What's professional? If you're an instructor, this is likely a tedious discussion. Recently, while renovating yet another apartment (don't ask) a possible discussion-ending metaphor occurred to me: Being professional means using cheap sheets of plastic.

Professional vs amateur

Students ocassionally manage to get me tangled up in discussions about professionalism, usually after I make the mistake of commenting that the student's behavior in this or that regard isn't very professional. Well, I may just have encountered a new metaphor to use the next time I step in that mess. Radiators, renovations and cheap sheets of plastic. Of course, that needs a bit of explanation...

Output

Let's say you're renovating an apartment. It takes you 4 1/2 hours to paint the living room and it looks great. A professional might be able to do the job in 4 hours, without the minor uneveness in the corners above the window. Aha, exclaims the student. There's the difference between being a professional and an amateur. I reply that there must be professionals who vary by at least that much... or one professional that works faster or slower depending on the day.

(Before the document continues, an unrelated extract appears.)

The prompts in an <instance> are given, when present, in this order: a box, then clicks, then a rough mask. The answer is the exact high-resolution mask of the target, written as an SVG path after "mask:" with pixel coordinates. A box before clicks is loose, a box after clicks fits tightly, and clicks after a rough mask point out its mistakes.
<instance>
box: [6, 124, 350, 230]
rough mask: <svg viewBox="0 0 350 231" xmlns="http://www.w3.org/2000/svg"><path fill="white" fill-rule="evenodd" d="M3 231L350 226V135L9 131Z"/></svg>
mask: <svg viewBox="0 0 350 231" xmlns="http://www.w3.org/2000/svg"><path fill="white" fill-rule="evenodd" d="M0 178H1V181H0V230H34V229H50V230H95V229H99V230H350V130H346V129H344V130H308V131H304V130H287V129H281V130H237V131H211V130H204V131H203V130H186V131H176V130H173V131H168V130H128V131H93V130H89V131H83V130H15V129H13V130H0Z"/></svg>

Back to animation, its well known that Disney's nine old men all prduced widely differing amounts of footage per time spent animating. No, variation of productivity happen, even among professionals and it can be an important difference - particularly in creative fields such as film-making. Quenching a line of action out of a gut feel sometimes takes time, and that time often plays a role in the ability for the final product to draw a crowd.

Process

A true difference can be found in the numerous hours an amateur spends scraping off dripped paint from the radiator vs. the 10 minutes a professional spends wrapping the radiator with a cheap sheet of plastic before painting. This type of variation in productivity is indeed a sign of professionalism or the lack thereof.

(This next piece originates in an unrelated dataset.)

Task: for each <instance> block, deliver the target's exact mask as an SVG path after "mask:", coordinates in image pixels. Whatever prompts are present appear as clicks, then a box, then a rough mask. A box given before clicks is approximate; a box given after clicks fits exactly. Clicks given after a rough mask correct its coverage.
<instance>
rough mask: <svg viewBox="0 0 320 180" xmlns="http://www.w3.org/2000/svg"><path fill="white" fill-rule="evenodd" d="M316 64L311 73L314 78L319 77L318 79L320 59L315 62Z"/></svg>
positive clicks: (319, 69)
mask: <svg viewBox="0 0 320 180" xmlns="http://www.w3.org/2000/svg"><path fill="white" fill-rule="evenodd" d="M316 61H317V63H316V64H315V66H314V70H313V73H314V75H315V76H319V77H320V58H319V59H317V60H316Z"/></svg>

What's this mean for animators? Well, we don't have any radiators to paint, so cheap sheets of plastic won't help much. One simple example is a sign-off pipeline when animating... a stepped progression in getting feedback, from blocked keys to fluid motion with lip-synch and secondary motions. Changes in staging and broad pose can be discussed early in the process, before much time has been spent polishing curves or tweaking subelements.

Results

When I first speak of project or time management, I notice the students zoning out... yuck! Doesn't sound like the coolness I entered animation for. Management, approached correctly, is a mixture of common sense, discipline and respect.

  • Common sense always seems common after the fact, and seldom before... so its seldom a decent guide when forging onward into the unknowns of project management.
  • Discipline is a necessary bitch... it gets used to the degree in which it promises to prove helpful. Which can only be ascertained after the fact... so, it's also more of a hindsight tool. Better for use in that next project, as experience cumulates.
  • Respect is tangible. If you view each task brief, each sign-off, each creative document that you create along the way to completing your project as a sign of respect for you and each of your collaborators, respect for the time and talent you / they will invest and which either will or will not end up on screen, then you have a potent key to open the doors to project management for this project, the one you are now working on.

A common credo in the echelons of management is control the work, not the person. Above, I show a differentiation in evaluating production efficiency which can broadly be categorized as production rate (sec. per week) vs. process (refined workflow). One and the same management credo can be evil or constructive depending on the differentiation its applied to - in other words, the way it treats people.

So....

whether you happen to be starting an indy film, contributing to a school project or painting a friend's apartment, treat everyone involved with respect and get some cheap plastic sheets to cover the radiators with.